NOVEMBER 12 — With campaigning for the 15th general election now at midway, there are two seats in Sarawak that continue to be the subject of much talk and speculation — Lubok Antu and Saratok.

This is more so after the verbal clash between Gabungan Parti Sarawak (GPS) chairman Datuk Patinggi Abang Johari Tun Openg and Parti Pribumi Bersatu Malaysia chief Tan Sri Muhyiddin Yassin, who heads Perikatan Nasional (PN).

The Sarawak premier had blasted Muhyiddin after nomination day as PN had fielded four candidates in the state, including in Lubok Antu and Saratok which are set to be the main battlefield between the two coalitions.
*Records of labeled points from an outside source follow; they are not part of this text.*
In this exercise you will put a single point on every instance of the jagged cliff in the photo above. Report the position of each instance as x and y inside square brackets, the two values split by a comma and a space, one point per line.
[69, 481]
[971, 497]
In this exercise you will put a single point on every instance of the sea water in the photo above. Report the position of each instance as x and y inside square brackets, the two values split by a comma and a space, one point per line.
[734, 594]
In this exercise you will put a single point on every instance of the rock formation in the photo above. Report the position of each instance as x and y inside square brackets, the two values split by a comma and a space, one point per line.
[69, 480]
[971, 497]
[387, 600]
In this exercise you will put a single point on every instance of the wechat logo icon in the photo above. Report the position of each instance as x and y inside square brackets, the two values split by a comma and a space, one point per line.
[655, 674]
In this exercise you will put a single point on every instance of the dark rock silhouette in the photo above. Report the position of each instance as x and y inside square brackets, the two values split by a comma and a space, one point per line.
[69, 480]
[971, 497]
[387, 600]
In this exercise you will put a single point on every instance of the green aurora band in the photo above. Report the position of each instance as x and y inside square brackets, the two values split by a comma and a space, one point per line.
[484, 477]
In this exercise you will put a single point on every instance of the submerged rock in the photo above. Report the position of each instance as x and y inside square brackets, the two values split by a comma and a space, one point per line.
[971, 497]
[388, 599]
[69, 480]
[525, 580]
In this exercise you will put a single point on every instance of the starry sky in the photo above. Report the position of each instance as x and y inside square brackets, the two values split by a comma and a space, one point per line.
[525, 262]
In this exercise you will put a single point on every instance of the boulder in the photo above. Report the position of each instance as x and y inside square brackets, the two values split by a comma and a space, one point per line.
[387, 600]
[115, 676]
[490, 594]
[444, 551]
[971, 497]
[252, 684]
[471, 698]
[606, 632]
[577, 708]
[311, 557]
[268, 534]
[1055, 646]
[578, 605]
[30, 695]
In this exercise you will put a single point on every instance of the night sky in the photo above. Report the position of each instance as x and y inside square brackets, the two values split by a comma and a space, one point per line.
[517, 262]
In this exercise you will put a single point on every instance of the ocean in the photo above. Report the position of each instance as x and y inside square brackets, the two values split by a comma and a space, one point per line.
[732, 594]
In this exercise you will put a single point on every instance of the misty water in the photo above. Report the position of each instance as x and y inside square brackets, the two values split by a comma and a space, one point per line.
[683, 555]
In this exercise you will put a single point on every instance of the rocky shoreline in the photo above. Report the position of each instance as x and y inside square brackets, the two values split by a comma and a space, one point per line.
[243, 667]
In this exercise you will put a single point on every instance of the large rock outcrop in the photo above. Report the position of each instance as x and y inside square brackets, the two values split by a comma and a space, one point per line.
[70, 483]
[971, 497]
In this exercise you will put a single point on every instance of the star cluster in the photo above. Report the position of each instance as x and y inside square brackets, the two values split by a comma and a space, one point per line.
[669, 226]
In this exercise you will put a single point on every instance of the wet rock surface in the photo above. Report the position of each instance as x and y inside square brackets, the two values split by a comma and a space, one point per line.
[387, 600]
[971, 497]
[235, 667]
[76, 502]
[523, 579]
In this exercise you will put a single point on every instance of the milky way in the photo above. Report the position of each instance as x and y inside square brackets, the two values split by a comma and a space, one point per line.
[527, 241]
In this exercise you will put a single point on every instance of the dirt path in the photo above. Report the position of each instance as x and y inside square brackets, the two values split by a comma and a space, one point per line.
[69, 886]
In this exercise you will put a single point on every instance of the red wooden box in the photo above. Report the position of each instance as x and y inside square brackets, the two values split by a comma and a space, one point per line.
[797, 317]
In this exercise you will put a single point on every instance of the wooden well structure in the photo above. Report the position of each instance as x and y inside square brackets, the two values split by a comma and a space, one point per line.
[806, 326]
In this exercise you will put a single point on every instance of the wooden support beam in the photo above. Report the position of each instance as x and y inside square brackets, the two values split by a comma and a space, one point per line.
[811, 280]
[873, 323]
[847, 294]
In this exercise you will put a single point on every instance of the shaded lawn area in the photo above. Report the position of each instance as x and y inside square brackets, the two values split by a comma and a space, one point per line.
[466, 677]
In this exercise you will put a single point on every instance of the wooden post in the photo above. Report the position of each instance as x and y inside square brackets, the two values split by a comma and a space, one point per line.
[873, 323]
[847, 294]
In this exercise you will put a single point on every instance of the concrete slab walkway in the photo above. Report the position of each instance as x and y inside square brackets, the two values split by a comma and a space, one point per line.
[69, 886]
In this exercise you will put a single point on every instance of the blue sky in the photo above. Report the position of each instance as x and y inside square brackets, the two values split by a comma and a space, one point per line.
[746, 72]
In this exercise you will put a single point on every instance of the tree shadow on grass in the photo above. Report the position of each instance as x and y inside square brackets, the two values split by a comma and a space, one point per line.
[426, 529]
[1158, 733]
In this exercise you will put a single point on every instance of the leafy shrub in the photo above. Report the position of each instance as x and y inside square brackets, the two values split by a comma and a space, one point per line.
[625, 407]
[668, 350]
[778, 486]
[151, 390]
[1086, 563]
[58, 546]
“During the political crisis in Malaya, this party had asked for GPS’ assistance and it is with our support that (PN chairman) Tan Sri Muhyiddin Yassin was appointed the Prime Minister.


“But now that the election is here, they have decided to send four candidates to contest against GPS. ‘Cakap tidak serupa bikin’ (saying one thing and doing another),” Abang Johari said.

In response, Muhyiddin said the only agreement made with GPS was that Bersatu would not contest in the last state election and not the parliamentary election.

“He (Abang Johari) said, ‘It is okay, you leave the state (elections) to me, you can contest the parliamentary seats’. I still remember that there was a witness with me,” he said.


It appears then that the gloves are off between GPS and PN, and the fight over the four seats is expected to be fierce.

The incumbents of Lubok Antu and Saratok were both Bersatu members before the dissolution of parliament.

Throughout the years, voters in the two seats had been supportive of the GPS predecessor, the Sarawak Barisan Nasional (BN), but that all changed in the 2018 polls mainly due to infighting and disagreements over candidates.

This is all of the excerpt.